Cependant, le Père ANTOINE dit dans l'ENSEIGNEMENT:
"...être froissé n'est pas un mal, nous pouvons tous l'être puisque nous sommes imparfaits"

A ce moment-là, c'est notre petite personnalité avec toute sa fierté mal placée qui n'accepte pas ce fait.C'est le fameux "ego" des psychologues! C'est pourtant au contact de notre semblable que nous pouvons le mieux le reconnaître. Rappelons-nous aussi le cinquième principe ainsi que certain passage du chapitre "LA CHARITE MORALE" et du chapitre "REINCARNATION", passages qui ont déjà été développés ailleurs.
" Attendez-vous à ce que l'un de vos semblables surgisse tout-à-coup sur votre chemin mais ayez bien soin de ne pas y voir le mal.Voyez-y plutôy l'instrument de votre progrès..."



" Il est parfois bien pénible d'entendre avancer des opinions contraires aux siennes.
C'est bien là cependant que l'on nous rend les plus grands services..."
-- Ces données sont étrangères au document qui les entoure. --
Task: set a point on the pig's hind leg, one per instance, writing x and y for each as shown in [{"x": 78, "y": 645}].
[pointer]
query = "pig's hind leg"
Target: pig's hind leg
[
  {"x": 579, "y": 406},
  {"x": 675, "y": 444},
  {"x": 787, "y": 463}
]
Lorsque cela nous arrive, interrogeons-nous, faisons un effort d'introspection, faisons notre examen de conscience. Alors, si nous sommes sincères, nous le reconnaîtrons.

Toute remarque, même apparemment injuste, nous fera réfléchir. Pourquoi une remarque injuste? Il doit bien y avoir un motif: notre orgueil choquant pour les autres, notre manque passé ou habituel de compassion, notre réputation d'indifférence, notre froideur dans les contacts...

La cause de tout ce qui nous arrive se situe toujours en nous. Remercions ces instruments de progrès placés sur notre route. Méditons aussi le neuvième principe:

"... Vous aurez le souvenir qu'il a été dit: "Frappez, je vous ouvrirai. Je suis dans le connais-toi."